The phrase Generation Y first appeared in an August 1993 Ad Age editorial to describe teenagers of the day, which they defined as different from Generation X, and then aged 12 or younger as well as the teenagers of the upcoming ten years.[2] Since then, the company has sometimes used 1982 as the starting birth year for this generation.[3] "Generation Y" alludes to a succession from "Generation X."
Authors William Strauss and Neil Howe wrote about the Millennials in Generations: The History of America's Future, 1584 to 2069 in 1991.[4] In 2000, they released an entire book devoted to them, titled Millennials Rising: The Next Great Generation.[5] According to Bruce Horovitz writing in USA Today Strauss and Howe are "widely credited with naming the Millennials".[1] Strauss and Howe use 1982 as the Millennials' starting birth year and 2004 as the last birth year.[6]
Several alternative names have been proposed by various people: Generation We, Global Generation,[7][8] Generation Next,[9] and the Net Generation.[10]
Millennials are sometimes called Echo Boomers,[11] referring to the size of the generation in relation to the Baby Boomer generation[12] and due to the significant increase in birth rates during the 1980s and into the 1990s. In America, birth rates peaked in 1990[13][14][15][16] and a 20th century trend toward smaller families in developed countries continued.[17][18]
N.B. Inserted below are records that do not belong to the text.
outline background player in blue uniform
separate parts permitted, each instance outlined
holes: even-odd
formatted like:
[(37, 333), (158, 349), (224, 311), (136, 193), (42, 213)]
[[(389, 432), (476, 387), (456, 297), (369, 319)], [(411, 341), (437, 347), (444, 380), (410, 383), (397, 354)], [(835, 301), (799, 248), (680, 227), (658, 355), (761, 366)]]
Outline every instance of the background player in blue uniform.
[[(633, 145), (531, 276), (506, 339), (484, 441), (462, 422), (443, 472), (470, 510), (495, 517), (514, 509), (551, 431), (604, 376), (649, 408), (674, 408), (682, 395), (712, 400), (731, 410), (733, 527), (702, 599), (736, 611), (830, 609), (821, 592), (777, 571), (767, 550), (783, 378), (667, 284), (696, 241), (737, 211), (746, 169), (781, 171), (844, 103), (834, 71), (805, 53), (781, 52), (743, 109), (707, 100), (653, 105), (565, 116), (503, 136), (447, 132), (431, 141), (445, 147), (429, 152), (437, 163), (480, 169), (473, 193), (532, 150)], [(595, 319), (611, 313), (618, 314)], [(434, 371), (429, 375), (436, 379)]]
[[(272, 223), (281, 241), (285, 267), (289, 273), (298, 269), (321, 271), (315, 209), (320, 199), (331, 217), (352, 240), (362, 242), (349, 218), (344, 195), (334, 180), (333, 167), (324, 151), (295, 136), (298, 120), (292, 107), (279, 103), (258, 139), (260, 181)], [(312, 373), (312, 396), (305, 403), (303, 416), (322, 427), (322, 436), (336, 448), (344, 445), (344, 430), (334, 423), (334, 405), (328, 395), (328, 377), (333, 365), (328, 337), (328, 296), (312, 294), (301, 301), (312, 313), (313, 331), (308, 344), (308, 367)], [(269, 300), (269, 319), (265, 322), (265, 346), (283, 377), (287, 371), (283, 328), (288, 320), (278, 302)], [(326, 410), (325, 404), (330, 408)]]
In Australia, there is debate over Millennial birth dates. It is generally accepted, however, that the first Millennials were born in 1983. The Australian Bureau of Statistics, use 19832000.[19][20][21][22]
In Canada, 1983 is generally thought to be the starting birth year for Generation Y, ending in the late-1990s or 2000, even as late as 2004.[23][24][25][26][27][28]
While in most of the developed world, a person born in 1983 and a person born in 1990 are considered the same generation; in China, those born in the 1970s are called the "post-70s" generation, those born in the 1980s the "post-80s" generation, and those born in the 1990s the "post-90s generation".[citation needed]
Like members of Generation X, who were heavily influenced by MTV, early members of Generation Y are also sometimes called the MTV Generation.[29][30][31]
Newsweek has used the term Generation 9/11 to refer to young people who were between the ages of 10 and 21 on September 11, 2001.[32] That puts their birthdays between September 11, 1980 and September 11, 1991. The first reference to "Generation 9/11" was made in the cover story of the November 12, 2001 issue of Newsweek Magazine. This could be considered a sub-group in Generation Y.